Asryan notes that some families do educate their children about sex from an early age, even consulting with specialists on how and when to speak with their children about what topic.

‘However, no one teaches anything at the general education level. In schools, we have courses that actually have nothing to do with the sexual education. Nothing is taught there.’

‘My colleagues and I have had schoolchildren visit us who have had some problems at school, some issues arose, and they have asked for help from a teacher who they were relatively close with and were not embarrassed to speak about an intimate topic with. It could be a teacher of physics ot an art teacher — that is, a person helps the child who does not have the professional qualification.’

‘Healthy lifestyle’ classes

According to most experts, the most responsible period for sex education is during puberty — beginning around age 10 until the age of 17, as during this time adolescents go through both physical and psychological changes.

In 2008, the Ministry of Education introduced a ‘healthy lifestyle’ course in secondary schools for year 8–11 students (ages 13–16). Within this subject, children learn about the negative effects of smoking and drug use, HIV/AIDS, puberty, and more. The class included just 14 hours of teaching per year, conducted by physical education teachers.

Anahit Muradyan, chief specialist at the ministry’s Education Department, says the classes are conducted by physical education teachers because the subject is a part of general fitness education. ‘All teachers pass special training every 5 years’, she says.

Muradyan says the classes have been a success. ‘We are studying the adolescents’ behaviour and I can point out that the lessons have yielded results. The students are quite informed and have knowledge about sexually transmitted diseases.’

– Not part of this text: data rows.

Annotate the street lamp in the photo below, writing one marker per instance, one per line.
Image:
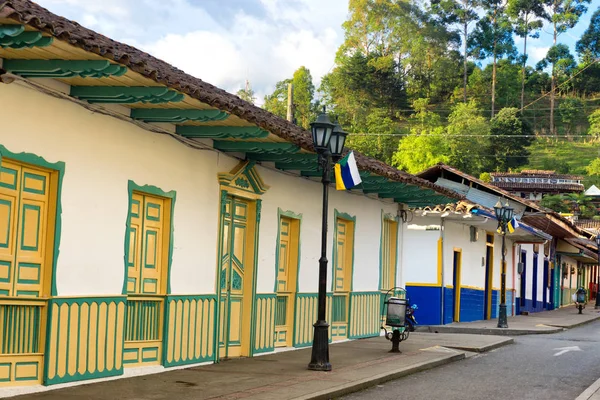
(503, 214)
(598, 272)
(328, 140)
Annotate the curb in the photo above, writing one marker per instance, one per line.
(484, 349)
(590, 391)
(597, 317)
(491, 331)
(362, 384)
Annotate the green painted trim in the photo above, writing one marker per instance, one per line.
(77, 376)
(337, 214)
(306, 158)
(373, 320)
(126, 94)
(64, 68)
(59, 166)
(15, 37)
(152, 190)
(297, 166)
(198, 328)
(255, 147)
(222, 132)
(255, 276)
(292, 215)
(174, 115)
(270, 299)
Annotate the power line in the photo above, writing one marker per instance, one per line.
(450, 136)
(562, 84)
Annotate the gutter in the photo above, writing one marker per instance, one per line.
(522, 225)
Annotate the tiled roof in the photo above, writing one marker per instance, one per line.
(27, 12)
(541, 186)
(536, 172)
(541, 221)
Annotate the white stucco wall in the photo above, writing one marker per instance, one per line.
(305, 197)
(528, 248)
(102, 153)
(419, 252)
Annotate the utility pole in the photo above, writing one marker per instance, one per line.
(290, 114)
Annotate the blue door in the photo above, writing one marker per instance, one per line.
(534, 285)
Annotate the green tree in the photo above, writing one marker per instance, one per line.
(570, 111)
(593, 169)
(305, 109)
(564, 15)
(589, 43)
(528, 15)
(563, 66)
(304, 92)
(493, 38)
(594, 120)
(509, 138)
(426, 145)
(246, 93)
(380, 142)
(468, 138)
(276, 102)
(462, 13)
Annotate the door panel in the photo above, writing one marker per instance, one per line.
(10, 186)
(232, 276)
(24, 207)
(342, 278)
(287, 272)
(145, 279)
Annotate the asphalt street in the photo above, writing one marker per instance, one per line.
(554, 366)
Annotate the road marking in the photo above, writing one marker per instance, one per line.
(564, 350)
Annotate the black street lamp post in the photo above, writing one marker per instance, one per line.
(598, 272)
(328, 140)
(503, 214)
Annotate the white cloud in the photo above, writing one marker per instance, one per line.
(264, 41)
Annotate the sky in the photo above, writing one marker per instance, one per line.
(226, 42)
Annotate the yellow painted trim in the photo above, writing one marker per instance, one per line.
(471, 287)
(458, 286)
(440, 257)
(490, 277)
(422, 284)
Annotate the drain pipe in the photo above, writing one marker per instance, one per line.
(441, 250)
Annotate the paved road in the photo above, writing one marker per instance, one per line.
(527, 369)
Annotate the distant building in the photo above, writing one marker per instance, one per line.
(533, 184)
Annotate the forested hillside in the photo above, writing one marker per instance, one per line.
(416, 83)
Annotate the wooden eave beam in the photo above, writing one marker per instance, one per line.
(175, 115)
(126, 94)
(255, 147)
(63, 68)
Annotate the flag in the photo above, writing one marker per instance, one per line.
(346, 173)
(512, 225)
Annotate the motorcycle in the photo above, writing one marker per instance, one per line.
(410, 320)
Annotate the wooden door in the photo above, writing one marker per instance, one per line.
(342, 278)
(287, 273)
(27, 198)
(232, 277)
(146, 279)
(456, 284)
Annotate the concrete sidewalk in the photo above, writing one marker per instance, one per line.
(591, 393)
(535, 323)
(356, 365)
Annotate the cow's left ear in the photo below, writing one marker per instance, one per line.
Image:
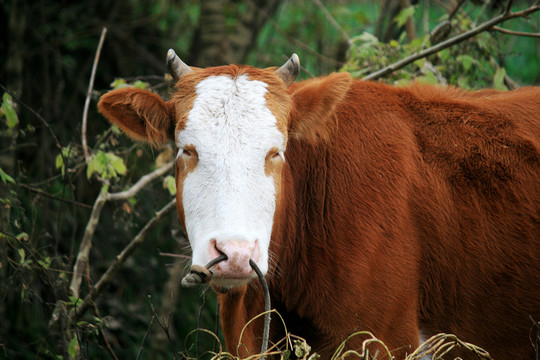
(141, 114)
(314, 102)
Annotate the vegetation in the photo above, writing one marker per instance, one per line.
(91, 253)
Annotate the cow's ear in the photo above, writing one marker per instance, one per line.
(314, 104)
(141, 114)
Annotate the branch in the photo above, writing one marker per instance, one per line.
(81, 264)
(121, 258)
(36, 114)
(143, 181)
(331, 20)
(517, 33)
(54, 197)
(89, 93)
(452, 41)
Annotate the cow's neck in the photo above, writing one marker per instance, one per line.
(299, 240)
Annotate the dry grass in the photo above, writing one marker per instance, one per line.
(435, 348)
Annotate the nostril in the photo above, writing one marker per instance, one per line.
(256, 254)
(213, 249)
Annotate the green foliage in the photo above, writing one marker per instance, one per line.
(6, 178)
(404, 15)
(8, 111)
(470, 64)
(106, 164)
(46, 195)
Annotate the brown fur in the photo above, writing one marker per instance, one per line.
(398, 209)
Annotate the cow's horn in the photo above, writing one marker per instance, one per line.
(289, 71)
(177, 68)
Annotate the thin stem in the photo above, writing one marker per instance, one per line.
(107, 277)
(89, 94)
(452, 41)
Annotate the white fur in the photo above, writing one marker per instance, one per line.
(228, 195)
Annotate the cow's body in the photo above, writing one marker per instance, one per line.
(402, 211)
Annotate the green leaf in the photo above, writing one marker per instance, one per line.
(498, 79)
(141, 84)
(9, 111)
(74, 301)
(60, 163)
(73, 347)
(117, 163)
(119, 84)
(22, 255)
(466, 61)
(404, 15)
(170, 183)
(6, 178)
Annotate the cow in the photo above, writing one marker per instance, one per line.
(401, 210)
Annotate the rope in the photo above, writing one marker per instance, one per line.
(201, 275)
(266, 330)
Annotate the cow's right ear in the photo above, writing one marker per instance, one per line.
(141, 114)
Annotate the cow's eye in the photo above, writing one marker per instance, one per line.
(276, 155)
(188, 151)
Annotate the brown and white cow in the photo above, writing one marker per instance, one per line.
(405, 211)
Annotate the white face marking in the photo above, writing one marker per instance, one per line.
(228, 196)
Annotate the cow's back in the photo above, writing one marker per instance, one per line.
(476, 210)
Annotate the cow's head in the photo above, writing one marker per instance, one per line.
(230, 125)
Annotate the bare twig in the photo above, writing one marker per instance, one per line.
(36, 114)
(121, 258)
(143, 181)
(165, 327)
(51, 196)
(89, 94)
(517, 33)
(145, 337)
(452, 41)
(104, 336)
(81, 264)
(331, 20)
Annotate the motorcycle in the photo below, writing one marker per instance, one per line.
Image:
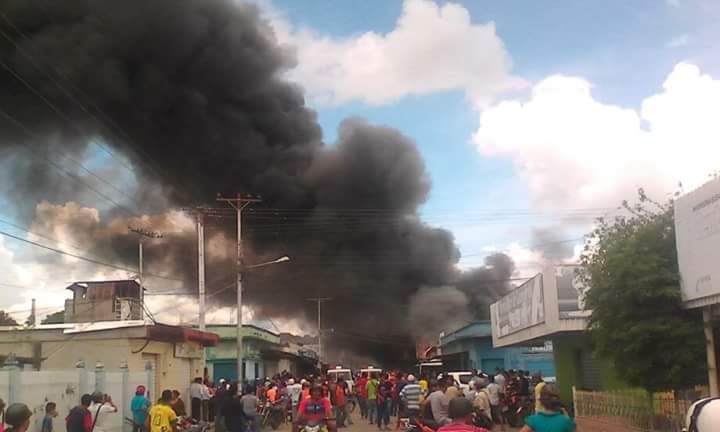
(518, 408)
(273, 413)
(314, 426)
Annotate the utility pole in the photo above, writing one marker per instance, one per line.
(239, 203)
(143, 233)
(319, 301)
(201, 271)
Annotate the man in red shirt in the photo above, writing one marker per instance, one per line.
(361, 387)
(460, 411)
(315, 409)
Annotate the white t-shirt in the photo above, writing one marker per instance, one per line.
(104, 419)
(294, 393)
(500, 380)
(494, 393)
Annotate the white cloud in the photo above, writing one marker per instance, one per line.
(678, 41)
(574, 151)
(432, 48)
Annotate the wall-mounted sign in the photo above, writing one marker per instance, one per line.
(188, 350)
(524, 307)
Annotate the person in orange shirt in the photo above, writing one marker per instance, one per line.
(305, 392)
(272, 393)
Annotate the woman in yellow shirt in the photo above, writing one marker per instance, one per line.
(162, 417)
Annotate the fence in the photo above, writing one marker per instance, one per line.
(65, 387)
(629, 410)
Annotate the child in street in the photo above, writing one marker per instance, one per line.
(50, 414)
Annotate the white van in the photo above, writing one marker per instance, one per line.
(462, 379)
(346, 374)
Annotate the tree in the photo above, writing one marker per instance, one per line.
(6, 319)
(54, 318)
(637, 321)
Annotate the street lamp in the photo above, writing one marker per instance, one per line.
(242, 268)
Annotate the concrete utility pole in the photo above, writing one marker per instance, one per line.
(143, 233)
(201, 271)
(239, 203)
(319, 301)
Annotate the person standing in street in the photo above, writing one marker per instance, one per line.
(538, 385)
(294, 390)
(411, 396)
(552, 416)
(461, 412)
(79, 419)
(139, 405)
(101, 410)
(371, 388)
(249, 403)
(17, 416)
(439, 404)
(493, 390)
(361, 388)
(196, 395)
(346, 392)
(162, 417)
(384, 402)
(50, 414)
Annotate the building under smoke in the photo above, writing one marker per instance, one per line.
(186, 99)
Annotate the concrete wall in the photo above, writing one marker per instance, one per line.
(568, 350)
(483, 355)
(62, 352)
(64, 387)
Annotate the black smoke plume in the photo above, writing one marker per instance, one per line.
(189, 97)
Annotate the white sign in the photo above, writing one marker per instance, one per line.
(524, 307)
(188, 350)
(697, 231)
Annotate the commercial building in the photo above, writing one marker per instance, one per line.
(471, 347)
(550, 307)
(173, 353)
(264, 354)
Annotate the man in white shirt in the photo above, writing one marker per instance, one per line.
(101, 410)
(294, 390)
(493, 390)
(196, 396)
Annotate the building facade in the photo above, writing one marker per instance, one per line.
(550, 307)
(174, 354)
(471, 347)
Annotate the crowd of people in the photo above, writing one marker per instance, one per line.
(438, 403)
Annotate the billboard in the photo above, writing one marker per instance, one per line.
(697, 231)
(524, 307)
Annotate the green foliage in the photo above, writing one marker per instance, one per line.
(54, 318)
(637, 318)
(6, 319)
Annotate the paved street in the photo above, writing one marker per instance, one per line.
(361, 425)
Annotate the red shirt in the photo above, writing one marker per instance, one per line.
(361, 386)
(339, 396)
(314, 409)
(460, 427)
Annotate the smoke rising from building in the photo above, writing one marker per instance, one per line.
(189, 98)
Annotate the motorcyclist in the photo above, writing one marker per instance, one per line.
(317, 409)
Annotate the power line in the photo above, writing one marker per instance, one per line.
(80, 257)
(118, 130)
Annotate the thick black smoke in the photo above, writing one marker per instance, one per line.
(191, 93)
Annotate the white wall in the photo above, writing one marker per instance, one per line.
(65, 387)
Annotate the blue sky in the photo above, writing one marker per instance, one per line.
(625, 49)
(561, 106)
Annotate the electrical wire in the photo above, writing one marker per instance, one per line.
(83, 258)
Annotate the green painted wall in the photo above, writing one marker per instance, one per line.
(568, 350)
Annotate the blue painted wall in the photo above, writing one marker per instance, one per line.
(476, 340)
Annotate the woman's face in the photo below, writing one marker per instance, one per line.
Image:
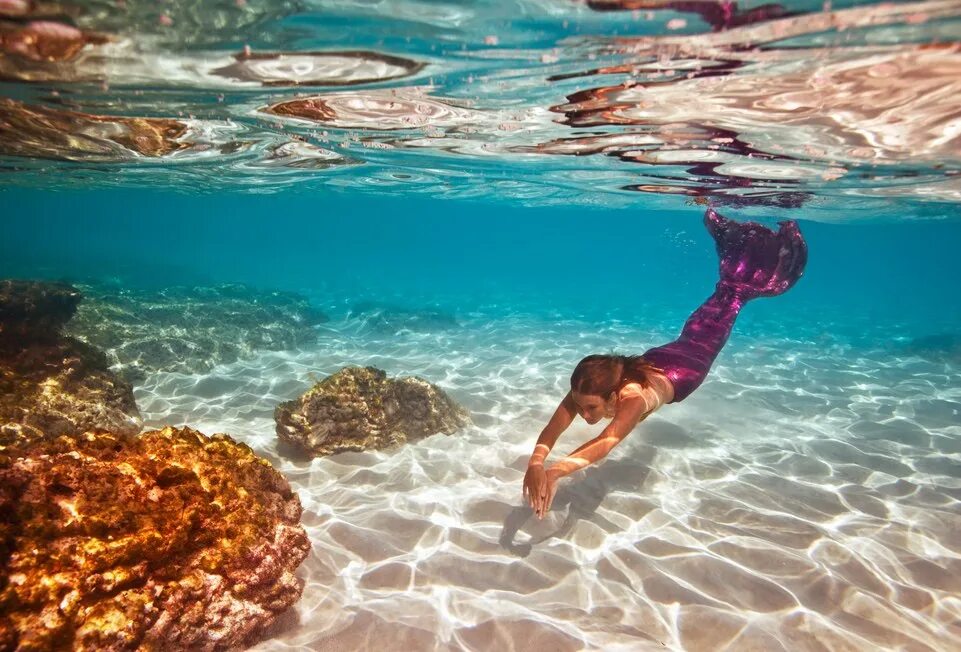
(591, 407)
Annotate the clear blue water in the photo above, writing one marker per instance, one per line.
(806, 497)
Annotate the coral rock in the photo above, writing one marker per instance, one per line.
(359, 408)
(168, 540)
(32, 310)
(53, 383)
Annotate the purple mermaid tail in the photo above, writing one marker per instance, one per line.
(755, 262)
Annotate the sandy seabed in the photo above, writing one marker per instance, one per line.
(806, 497)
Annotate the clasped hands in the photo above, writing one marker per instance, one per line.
(540, 485)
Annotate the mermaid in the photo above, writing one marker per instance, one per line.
(755, 262)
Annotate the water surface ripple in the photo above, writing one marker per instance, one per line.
(846, 109)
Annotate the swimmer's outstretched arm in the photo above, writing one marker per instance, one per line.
(540, 485)
(535, 480)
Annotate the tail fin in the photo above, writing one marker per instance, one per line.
(755, 261)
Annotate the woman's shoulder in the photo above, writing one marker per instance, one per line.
(657, 391)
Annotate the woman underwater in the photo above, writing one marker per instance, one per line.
(755, 262)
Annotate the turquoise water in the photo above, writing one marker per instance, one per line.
(518, 194)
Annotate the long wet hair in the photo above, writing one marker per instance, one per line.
(602, 374)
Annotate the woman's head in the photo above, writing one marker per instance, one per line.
(598, 378)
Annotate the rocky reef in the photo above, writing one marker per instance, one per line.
(166, 540)
(190, 330)
(359, 408)
(51, 383)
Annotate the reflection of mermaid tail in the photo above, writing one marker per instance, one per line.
(755, 262)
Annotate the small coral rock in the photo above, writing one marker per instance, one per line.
(359, 408)
(31, 310)
(168, 540)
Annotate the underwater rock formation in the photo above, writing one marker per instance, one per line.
(49, 382)
(167, 540)
(190, 330)
(359, 408)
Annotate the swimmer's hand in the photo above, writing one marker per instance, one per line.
(540, 487)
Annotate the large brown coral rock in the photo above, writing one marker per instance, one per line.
(167, 540)
(359, 408)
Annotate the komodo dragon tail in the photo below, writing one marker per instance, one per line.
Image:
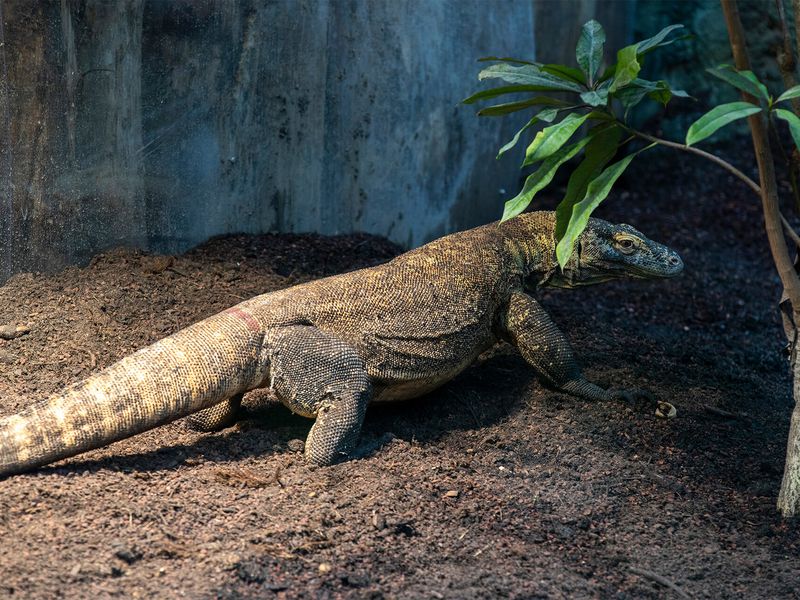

She says there are problems with the classes about smoking as by year 8, ‘it’s too late for many of them because they already smoke and have their own experiences. In this regard, the issue of including the course in the school system from an earlier age is being discussed.’

A different approach

Sex education is often taught differently in private schools to the ‘healthy lifestyle’ lessons on offer in state schools. At the Anania Shirakatsi Armenian National Lyceum, a special subject called ‘Ethics for Armenian Women/Men’ has been taught for more than 20 years. Generally, the subject is taught separately to boys and girls, but there are joint classes on some themes.

The aim of the subject is to encourage independent decision-making of young people and the formation of their sexual self-consciousness. This course is mostly taught in the 11th grade.

One of the teachers at the lyceum, Irina Khanamiryan, curator at Yerevan State University’s psychology centre, says that the teenage years are the time a person starts to perceive and understand their gender.

‘Sexual education does not at all mean a transfer of knowledge about sexual relations’, she says. Instead, according to her, it teaches an understanding of gender roles, of the opposite sex, and of relationships.

According to Khanamiryan, even adults who have a lot of experience working in education feel constrained and shy when speaking about these topics. She says these are often the adults who use unnecessary shame and disinformation when discussing such topics with children.

‘A teenager always asks himself: “who am I? what is my place in this world? what kind of relationships should I build? how?”, and so on. In the field of education as well as in the family, a teenager should always get support when seeking answers to such questions’, the psychologist states.

Today, in Armenia, experts in the field are unanimous that to properly educate youngsters on such topics, first of all, the awareness of both the teachers and parents needs to raise.